Cooper comes up late, asking questions on the sidewalk, apparently having advance word. "Hey, Coop! Coop!" Mac is beside himself waving, always fascinated by unexpected encounters. Cooper looks at Mac as if he has something specific to say, then turns back to the spiel. Martin, thinking out loud to Mac, fathoms hell-buddhism as a discipline. Is Cooper one? "Cooper is the definition," Martin says. Mac finds that hilarious.
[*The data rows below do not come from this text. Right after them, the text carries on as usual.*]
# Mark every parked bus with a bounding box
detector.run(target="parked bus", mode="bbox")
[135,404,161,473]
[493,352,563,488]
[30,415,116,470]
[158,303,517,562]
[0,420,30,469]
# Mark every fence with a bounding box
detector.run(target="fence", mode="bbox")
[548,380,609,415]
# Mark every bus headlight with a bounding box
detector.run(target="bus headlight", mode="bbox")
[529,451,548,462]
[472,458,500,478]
When it dies down a little Martin can see Mac think, preparing words. "Hey, uh, Martin." "Yeah." "This might, uh sound a little, I don't know, weird or something." "Shoot." "Do you know, anybody who sells that dope?" "Drugs?" "I guess. I mean, it's not what you might think. I don't want any, or anything." Martin waits a polite time, seeming to give the ludicrosity some weight. "I thought beer and Annie were the extent of your vices." Mac is embarrassed but presses until Martin names a prospect; "I don't know, either really, first hand I mean. But kind of. Donovan. You know him, don't you? Supposed to be a student at the college. Hangs at Habeeb's. Always talking about the movies he's going to make." Mac is surprised. "He's that guy that's Ricky's friend? Ricky plays the guitar?" Mac feels mildly as if there has been a conspiracy to keep him from knowing this, an old recurrent sensation.
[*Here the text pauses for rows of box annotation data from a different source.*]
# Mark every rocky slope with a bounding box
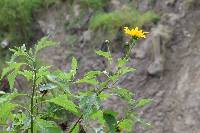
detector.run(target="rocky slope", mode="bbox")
[37,0,200,133]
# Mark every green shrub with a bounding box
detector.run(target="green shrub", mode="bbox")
[89,8,159,31]
[0,31,152,133]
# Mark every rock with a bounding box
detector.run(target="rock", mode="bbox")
[147,59,164,75]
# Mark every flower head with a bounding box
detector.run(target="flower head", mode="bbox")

The hellbud-slash-weapons-barker closes the trunk. The Toronado has a surprisingly deep, sickish sound. The following disperses, late for duties at the newspaper plant and elsewhere. Veeter strolls around like he has a stake in the business almost; Martin observes him with distaste. The Coney Island is nearly vacant again. Annie hollers for Paletello. "Hey! Pay me! I got to go." "Got that line down, dontcha." "Very funny, Pally-tillywhacker." He opens the register, selects an amount, hands it over. Annie slides a hand on Mac's chin as she leaves, smirking, but not without humor. Mac goes red.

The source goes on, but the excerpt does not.